Using DuckDB for Data Analysis

Overview¶

In this exercise, you will walk through the previous data preprocessing workflow using DuckDB.

The goal is to replicate the same steps we performed in polars, but this time using SQL queries in DuckDB. This will give you a chance to see how the same transformations can be expressed in SQL and how DuckDB handles data manipulation.

You will learn how to:

Load and inspect data
Identify and handle missing values
Clean and standardize columns
Perform basic transformations
Verify the final dataset

Import Libraries¶

import duckdb

Read the Input Parquet File¶

First, download the credit_card_transactions-ibm_v2.parquet file from this GitHub link and place it in the same folder as your Jupyter notebook.

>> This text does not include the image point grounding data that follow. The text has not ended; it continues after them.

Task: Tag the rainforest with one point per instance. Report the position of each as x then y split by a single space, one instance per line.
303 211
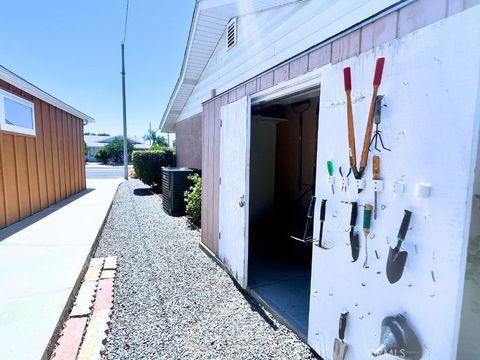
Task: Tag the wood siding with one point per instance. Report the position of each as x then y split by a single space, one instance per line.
383 30
41 170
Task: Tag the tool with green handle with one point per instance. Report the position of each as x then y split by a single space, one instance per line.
330 173
367 220
396 258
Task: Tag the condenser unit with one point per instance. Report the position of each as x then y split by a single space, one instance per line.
174 184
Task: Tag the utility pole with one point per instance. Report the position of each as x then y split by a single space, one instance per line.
150 133
125 138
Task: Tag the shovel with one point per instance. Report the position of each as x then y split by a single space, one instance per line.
354 241
340 347
396 258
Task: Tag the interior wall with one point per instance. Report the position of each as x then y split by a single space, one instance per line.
287 157
430 83
41 170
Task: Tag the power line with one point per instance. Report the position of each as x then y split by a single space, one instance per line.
126 22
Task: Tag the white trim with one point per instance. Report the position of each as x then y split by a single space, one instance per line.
15 80
14 128
233 21
289 87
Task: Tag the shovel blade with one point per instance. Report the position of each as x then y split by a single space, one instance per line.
339 349
355 246
395 264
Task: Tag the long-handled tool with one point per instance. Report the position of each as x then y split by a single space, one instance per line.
367 220
340 347
320 242
396 258
307 234
376 176
347 77
354 241
377 79
377 135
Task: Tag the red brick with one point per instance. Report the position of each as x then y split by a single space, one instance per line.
71 338
320 57
104 298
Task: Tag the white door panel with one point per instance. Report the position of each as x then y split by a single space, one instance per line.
233 198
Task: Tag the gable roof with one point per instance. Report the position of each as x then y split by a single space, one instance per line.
15 80
210 18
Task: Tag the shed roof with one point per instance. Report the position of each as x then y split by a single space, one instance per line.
209 21
17 81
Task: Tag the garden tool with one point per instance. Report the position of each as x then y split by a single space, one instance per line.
396 258
377 135
307 236
367 219
377 79
398 339
340 347
344 184
320 242
354 241
376 176
330 173
347 78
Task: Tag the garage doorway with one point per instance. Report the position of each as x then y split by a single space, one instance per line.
282 182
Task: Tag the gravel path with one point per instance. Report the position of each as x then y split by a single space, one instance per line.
171 300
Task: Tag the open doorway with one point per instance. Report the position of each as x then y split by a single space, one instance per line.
282 182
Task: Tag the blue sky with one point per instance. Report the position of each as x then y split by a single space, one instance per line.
71 49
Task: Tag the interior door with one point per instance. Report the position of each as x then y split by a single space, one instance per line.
233 197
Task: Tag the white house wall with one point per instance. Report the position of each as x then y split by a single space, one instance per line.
430 121
269 37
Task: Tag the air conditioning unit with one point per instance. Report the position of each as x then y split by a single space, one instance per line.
174 184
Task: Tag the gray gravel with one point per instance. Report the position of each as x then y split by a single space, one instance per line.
171 300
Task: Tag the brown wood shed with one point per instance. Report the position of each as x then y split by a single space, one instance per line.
41 149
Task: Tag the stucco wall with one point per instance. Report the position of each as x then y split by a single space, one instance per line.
189 142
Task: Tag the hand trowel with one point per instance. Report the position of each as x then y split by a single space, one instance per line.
354 241
396 258
340 347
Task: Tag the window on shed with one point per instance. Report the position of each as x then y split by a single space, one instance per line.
16 114
231 33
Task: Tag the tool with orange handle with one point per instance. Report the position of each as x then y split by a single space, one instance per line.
376 176
377 79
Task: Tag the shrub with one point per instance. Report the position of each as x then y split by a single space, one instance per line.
148 165
102 156
193 199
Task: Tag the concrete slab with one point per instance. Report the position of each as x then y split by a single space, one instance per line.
40 264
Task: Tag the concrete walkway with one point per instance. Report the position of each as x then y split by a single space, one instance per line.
41 259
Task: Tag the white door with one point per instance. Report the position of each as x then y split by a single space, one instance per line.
233 197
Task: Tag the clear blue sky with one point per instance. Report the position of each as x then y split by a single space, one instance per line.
71 49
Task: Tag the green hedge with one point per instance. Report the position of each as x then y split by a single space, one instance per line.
193 199
148 165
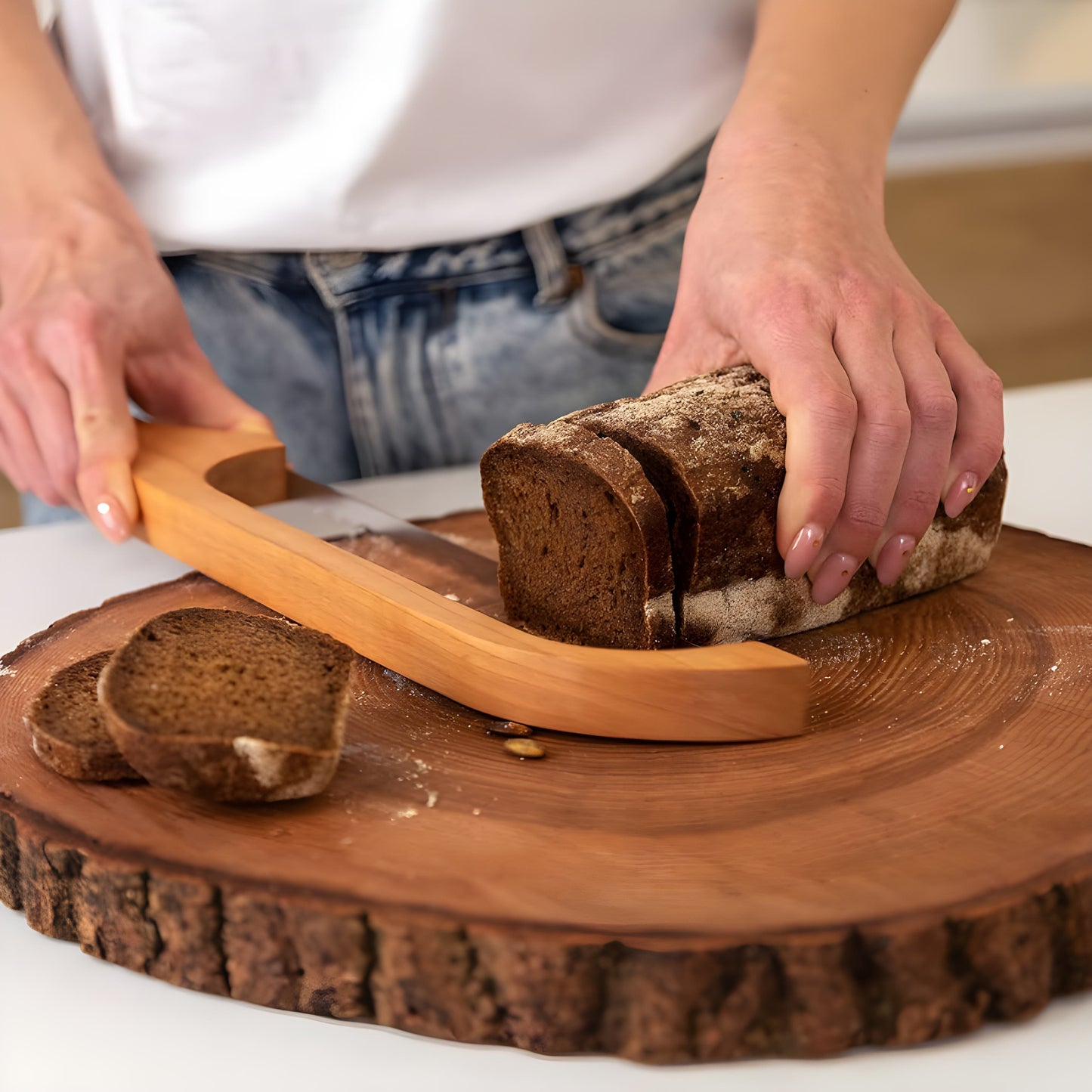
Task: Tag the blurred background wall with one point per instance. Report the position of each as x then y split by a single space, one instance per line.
989 194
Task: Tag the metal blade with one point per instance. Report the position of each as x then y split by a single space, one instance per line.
329 513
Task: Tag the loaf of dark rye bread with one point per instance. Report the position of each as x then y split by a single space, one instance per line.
595 543
713 449
68 729
228 706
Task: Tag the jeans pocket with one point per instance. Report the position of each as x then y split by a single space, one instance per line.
628 292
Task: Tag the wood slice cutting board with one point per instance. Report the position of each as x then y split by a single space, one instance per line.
920 862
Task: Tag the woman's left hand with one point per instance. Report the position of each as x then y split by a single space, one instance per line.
787 264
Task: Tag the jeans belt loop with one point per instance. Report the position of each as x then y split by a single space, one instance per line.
557 279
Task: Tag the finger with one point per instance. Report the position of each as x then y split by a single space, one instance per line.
933 425
105 432
979 426
46 405
8 466
691 346
184 388
865 348
810 389
26 470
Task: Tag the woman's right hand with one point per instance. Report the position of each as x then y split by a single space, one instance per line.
88 318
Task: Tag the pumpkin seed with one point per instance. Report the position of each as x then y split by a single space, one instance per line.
524 748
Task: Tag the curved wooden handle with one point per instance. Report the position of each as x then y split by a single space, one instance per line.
196 487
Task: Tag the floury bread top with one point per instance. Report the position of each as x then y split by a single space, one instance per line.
711 449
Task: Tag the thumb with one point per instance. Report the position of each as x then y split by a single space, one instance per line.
106 442
186 390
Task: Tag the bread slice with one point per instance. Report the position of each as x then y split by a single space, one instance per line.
230 706
584 551
68 729
713 447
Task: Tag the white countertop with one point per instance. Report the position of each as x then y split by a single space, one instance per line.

The file is about 250 MB, which is about 9 times smaller than the original CSV file, making it much faster to read and process.

`duckdb.connect()`¶

The duckdb.connect() function creates a connection to a DuckDB database. If you don’t specify a database name, it creates an in-memory database that exists only for the duration of the connection. This is useful for ad-hoc analysis and temporary data manipulation without needing to manage a persistent database file.

con = duckdb.connect()

con.execute(
    """
CREATE OR REPLACE VIEW transactions AS
SELECT *
FROM read_parquet('credit_card_transactions-ibm_v2.parquet');
"""
)

# Peek (like df.head())
con.sql("SELECT * FROM transactions LIMIT 5").df()

DuckDB’s .df() Method

The .df() method in DuckDB is used to convert a DuckDB query result into a Pandas DataFrame. This allows you to easily manipulate and analyze the data using Pandas’ powerful data handling capabilities after performing SQL queries in DuckDB.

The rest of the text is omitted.